Monday, March 23, 2009

Guardian Angel

Fact: The Bible speaks of angels. Angels are described in the Hebrew and Christian Bibles. Christian Protestants aren't too big on angels though because we don't believe humans need intermediaries between God and individuals; Protestants believe that we are able to have a direct relationship with God without having to pray to saints, angels and the like. While there is a theological reason for shying away from angels if you're a traditional Protestant, I think there's more to it. I think we also shy away from "angel stuff" because it's come to be just too associated with New Age (a term that is usually said with disdain by "proper" Christians).

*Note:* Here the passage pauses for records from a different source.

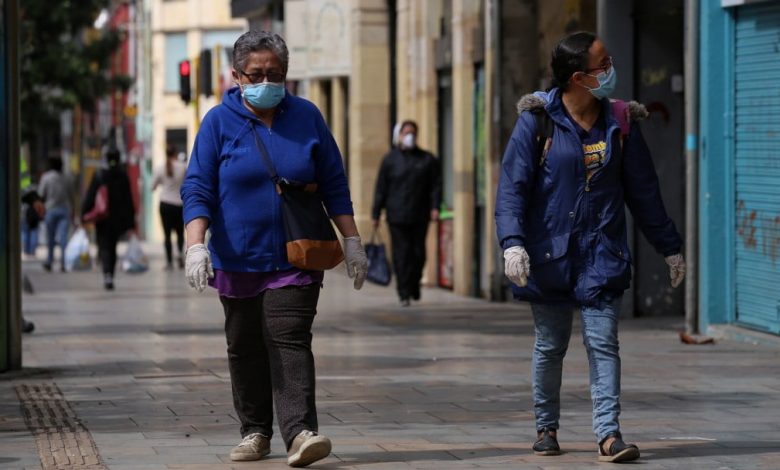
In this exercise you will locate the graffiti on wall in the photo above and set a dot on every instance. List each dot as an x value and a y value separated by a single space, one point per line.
758 231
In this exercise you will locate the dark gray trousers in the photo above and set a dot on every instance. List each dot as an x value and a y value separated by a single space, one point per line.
408 242
270 360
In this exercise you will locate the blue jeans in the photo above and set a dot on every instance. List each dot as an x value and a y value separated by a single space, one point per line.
599 333
56 231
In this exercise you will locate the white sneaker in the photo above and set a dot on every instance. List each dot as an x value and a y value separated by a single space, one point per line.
253 447
307 448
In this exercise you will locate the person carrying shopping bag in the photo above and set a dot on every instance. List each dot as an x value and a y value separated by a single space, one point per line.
109 187
169 178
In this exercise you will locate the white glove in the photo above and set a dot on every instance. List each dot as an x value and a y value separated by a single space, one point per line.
517 265
357 263
676 268
198 266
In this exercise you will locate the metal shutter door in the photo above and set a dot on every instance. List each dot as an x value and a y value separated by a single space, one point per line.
757 166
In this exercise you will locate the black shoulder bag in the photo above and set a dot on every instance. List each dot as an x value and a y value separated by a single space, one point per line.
311 241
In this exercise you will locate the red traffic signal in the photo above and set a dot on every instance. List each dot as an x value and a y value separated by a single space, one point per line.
184 81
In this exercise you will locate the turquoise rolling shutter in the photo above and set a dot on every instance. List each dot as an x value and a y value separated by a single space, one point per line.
757 166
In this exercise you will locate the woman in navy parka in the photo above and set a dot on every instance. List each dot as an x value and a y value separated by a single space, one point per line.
561 222
269 305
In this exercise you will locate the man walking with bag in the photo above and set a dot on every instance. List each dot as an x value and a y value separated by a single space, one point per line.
409 189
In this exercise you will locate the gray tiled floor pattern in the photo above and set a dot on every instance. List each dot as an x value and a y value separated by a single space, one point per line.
444 384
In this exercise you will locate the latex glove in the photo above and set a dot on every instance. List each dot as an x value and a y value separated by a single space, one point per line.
357 263
676 268
517 265
198 266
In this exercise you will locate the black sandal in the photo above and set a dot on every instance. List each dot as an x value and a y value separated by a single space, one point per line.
547 442
618 451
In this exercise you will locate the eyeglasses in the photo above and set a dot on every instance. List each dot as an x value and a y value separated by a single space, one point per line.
259 77
605 65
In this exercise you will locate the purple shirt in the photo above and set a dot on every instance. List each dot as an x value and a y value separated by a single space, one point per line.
241 285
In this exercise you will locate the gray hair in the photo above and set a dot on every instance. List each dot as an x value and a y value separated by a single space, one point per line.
254 41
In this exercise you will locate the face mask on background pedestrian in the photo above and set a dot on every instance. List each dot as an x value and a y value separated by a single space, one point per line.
607 82
264 95
408 141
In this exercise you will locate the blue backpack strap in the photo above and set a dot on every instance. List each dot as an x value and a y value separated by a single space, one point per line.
544 132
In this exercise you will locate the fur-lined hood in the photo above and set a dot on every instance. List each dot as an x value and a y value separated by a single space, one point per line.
538 100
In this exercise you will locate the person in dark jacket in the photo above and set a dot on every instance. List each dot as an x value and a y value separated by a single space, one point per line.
121 212
269 305
408 188
560 220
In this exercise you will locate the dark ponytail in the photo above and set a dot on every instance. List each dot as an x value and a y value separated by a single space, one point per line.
570 56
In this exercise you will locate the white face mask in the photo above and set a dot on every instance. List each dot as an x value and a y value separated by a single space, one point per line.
408 141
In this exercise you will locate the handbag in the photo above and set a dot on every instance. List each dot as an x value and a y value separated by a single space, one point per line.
100 210
311 241
378 266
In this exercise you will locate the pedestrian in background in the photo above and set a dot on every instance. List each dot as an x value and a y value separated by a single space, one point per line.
269 305
408 188
31 214
56 190
170 177
121 213
561 222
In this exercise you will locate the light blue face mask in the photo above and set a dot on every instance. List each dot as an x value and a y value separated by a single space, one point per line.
607 83
264 95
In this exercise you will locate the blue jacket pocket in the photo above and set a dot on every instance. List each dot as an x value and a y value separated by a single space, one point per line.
613 263
550 267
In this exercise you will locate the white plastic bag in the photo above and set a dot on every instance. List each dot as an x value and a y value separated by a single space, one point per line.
77 252
135 260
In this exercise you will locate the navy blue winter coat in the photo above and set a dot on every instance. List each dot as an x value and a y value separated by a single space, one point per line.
575 233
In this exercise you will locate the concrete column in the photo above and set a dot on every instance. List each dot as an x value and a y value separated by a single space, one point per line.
464 17
369 101
338 117
404 37
492 149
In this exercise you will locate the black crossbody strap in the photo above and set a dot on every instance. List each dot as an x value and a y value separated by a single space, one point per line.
264 153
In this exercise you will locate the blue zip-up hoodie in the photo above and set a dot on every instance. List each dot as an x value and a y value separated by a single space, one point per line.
228 183
575 232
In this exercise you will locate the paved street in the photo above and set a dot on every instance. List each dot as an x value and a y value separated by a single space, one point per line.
137 379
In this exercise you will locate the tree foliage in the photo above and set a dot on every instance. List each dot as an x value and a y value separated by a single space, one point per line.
64 60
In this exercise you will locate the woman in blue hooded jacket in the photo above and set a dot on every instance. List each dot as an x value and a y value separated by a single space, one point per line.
269 305
573 162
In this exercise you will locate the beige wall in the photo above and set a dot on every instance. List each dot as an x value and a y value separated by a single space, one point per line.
168 111
369 103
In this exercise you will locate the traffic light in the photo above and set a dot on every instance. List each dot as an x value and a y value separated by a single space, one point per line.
185 71
205 84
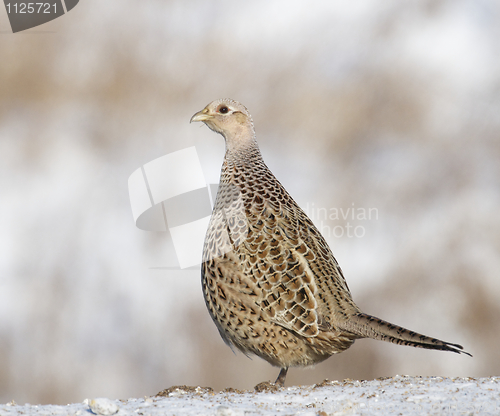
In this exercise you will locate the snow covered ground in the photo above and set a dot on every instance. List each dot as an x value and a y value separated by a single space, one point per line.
398 395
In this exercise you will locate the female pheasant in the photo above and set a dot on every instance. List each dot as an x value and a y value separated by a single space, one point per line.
270 281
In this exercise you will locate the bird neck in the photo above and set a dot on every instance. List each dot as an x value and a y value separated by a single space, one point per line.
242 148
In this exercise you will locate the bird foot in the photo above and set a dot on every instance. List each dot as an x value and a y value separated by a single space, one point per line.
267 387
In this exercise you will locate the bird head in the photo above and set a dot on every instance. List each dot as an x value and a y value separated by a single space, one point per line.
227 117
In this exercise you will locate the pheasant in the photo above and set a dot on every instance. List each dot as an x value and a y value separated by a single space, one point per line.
270 281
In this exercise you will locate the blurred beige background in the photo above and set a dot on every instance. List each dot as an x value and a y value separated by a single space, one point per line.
393 106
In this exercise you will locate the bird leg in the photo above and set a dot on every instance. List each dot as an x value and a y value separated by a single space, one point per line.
280 381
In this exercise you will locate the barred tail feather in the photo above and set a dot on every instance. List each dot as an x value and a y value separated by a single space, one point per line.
367 326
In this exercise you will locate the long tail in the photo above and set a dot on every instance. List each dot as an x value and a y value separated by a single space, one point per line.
366 326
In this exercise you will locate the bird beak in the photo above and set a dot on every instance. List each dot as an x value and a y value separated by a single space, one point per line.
201 116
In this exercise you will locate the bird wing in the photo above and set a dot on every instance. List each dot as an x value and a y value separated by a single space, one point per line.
292 268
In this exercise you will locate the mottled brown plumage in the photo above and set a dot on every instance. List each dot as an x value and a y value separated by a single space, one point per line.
270 281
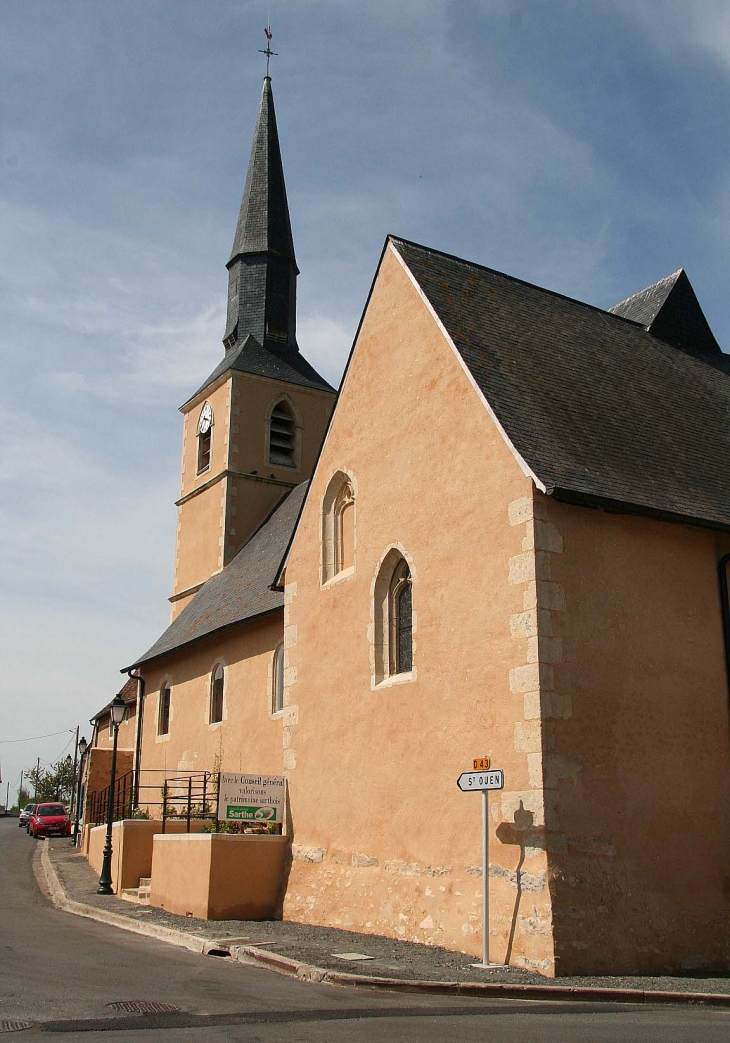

Nonetheless, there is something appealing to me about angels. Part of me likes the idea of having a guardian angel. Certainly, it is comforting to believe that each person has a guardian angel (particularly if that person is a suffering child). But isn't it enough to yearn for God? To desire that God is comforting us, protecting us? There's the image of two sets of footprints becoming one set . . . with the accompanying text, "it was then that I carried you" says God.

Still the appeal of angels remains for me. Very unProtestant of me, I know. As with many of my attachments and desires, I am choosing to believe that this one is the case of the right instinct but the wrong form. (Wha--??) I mean: the desire or pull I feel toward angels is a spiritual instinct that is right on track, but I've misinterpreted it. I have always focused on wanting to have a guardian angel, wanting to feel its presence in my life as though that would be the only way I could feel God's nearness. Now, I have to consider that perhaps my angel longing instinct isn't about having a guardian angel, but about being a guardian angel. Now my desire is no longer purely selfish, but agentic, empowering, (dare I use the word?): "vivifying."

Instead of cowering under the wing of an angel, I prefer the stronger, more faith-filled image of being the angel to all the people God has sent into my day. I can quietly rest in a secret assurance that I know . . .and that I can communicate without words that I know that there is nothing to fear because ultimately there is only One Power, One Life, One Love.

As if bursting my own idealistic bubble, I have to admit that this new image would likely quickly fizzle in the face of real crisis, but frankly that just doesn't matter. I can "be" an angel and have plenty to do in the little mundane interactions of my life right now. I accept that I am merely practicing being an angel. I can only hope that when I need to rise to the occasion of a "real" crisis, that either I will meet the challenge or that I will be forgiven for all too humanly failing. After all, I'm not a perfect saint; as an angel, I don't have to "succeed," I just have to keep trying.